Around the world, COVID-19 and geopolitical tensions have accelerated the adoption rate of cryptocurrencies – especially in emerging economies. While cryptocurrency investors in the U.S. or Western Europe may not see these changes as affecting them, the BIS's quarterly review clearly shows that "cryptocurrencies" in emerging economies have the potential to affect everyone.

Feels unstable

While there is a trend to focus on cryptocurrencies generated from fiat currency transactions, we also need to examine which countries' fiat currencies are most represented on exchanges where stablecoins are traded. In particular, the BIS review points to the Turkish lira and the Brazilian real.

The quarterly review by the Bank for International Settlements noted that

“In particular, the share of the Turkish lira rose from 0.3% in January to 11% in April 2020. As the lira depreciates further in 2021, its share rises from 11% in July to 26% in December 2021. This dwarfs the lira. The weight of the lira in the global foreign exchange market (0.5%).”

But the question remains, how much does this matter to people who trade in dollars? Well, a lot. While the U.S. dollar dominates trading and stablecoin trading, the Turkish lira now takes a much larger share.
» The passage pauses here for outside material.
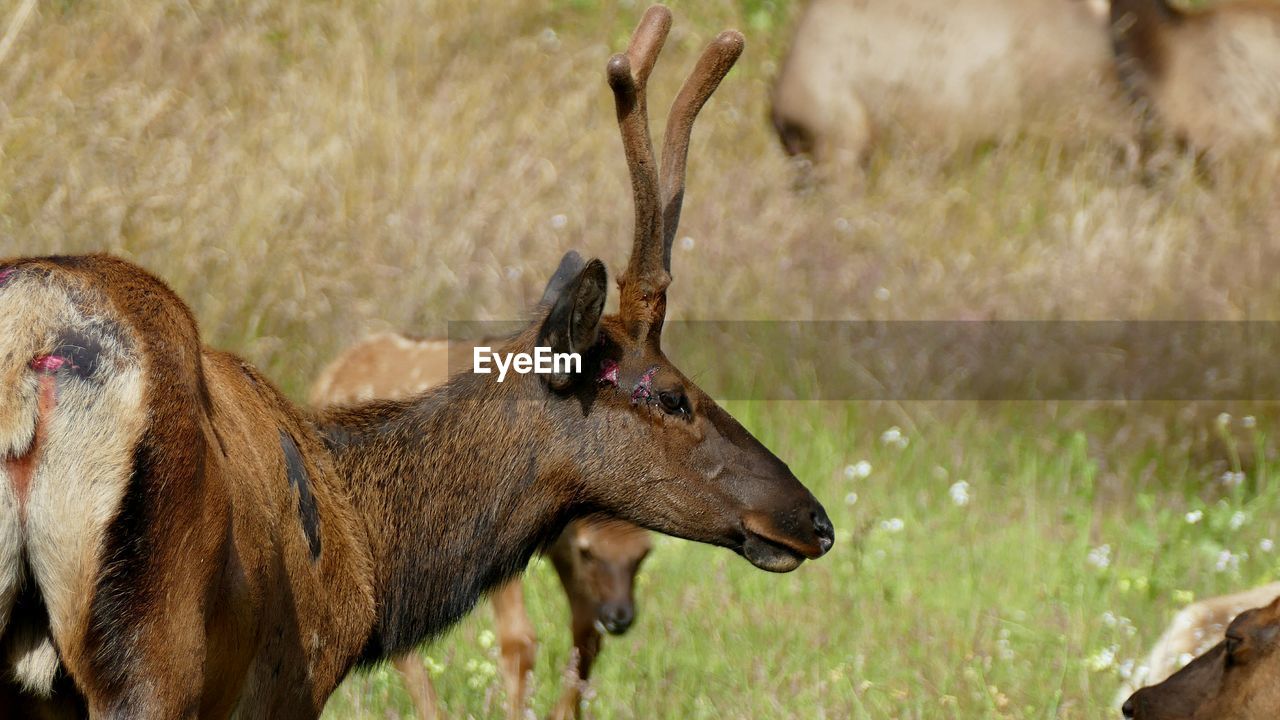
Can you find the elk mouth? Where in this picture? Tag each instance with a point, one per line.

This means that the lira's decline now has the potential to ripple through not only the global fiat currency-based economy, but also the cryptocurrency economy.


Source: BIS Quarterly Review

The BIS review explained that

“In addition, if certain cryptocurrency assets are widely used as a means of payment, problems with those assets – such as a disruption to stablecoins or a risky cryptocurrency asset price collapse – could spill over into the payment system and adversely affect real economic activity.”

Up together, down together?

Now there is another crisis at the doorstep of the world economy: the Russo-Ukrainian war. With the devaluation of both currencies, Chainalysis reports that trading pairs related to the Russian ruble and the Ukrainian hryvnia have soared. The daily trading volume of both currency pairs has increased more than eight times.

Chainalysis suggests that this may be a strategy for traders to minimize losses from currency devaluation.

However, the exchange order book data reveals an interesting trend. In the last few days, the volume of trading pairs involving the Russian ruble and the Ukrainian hryvnia has risen significantly (credit @KaikoData).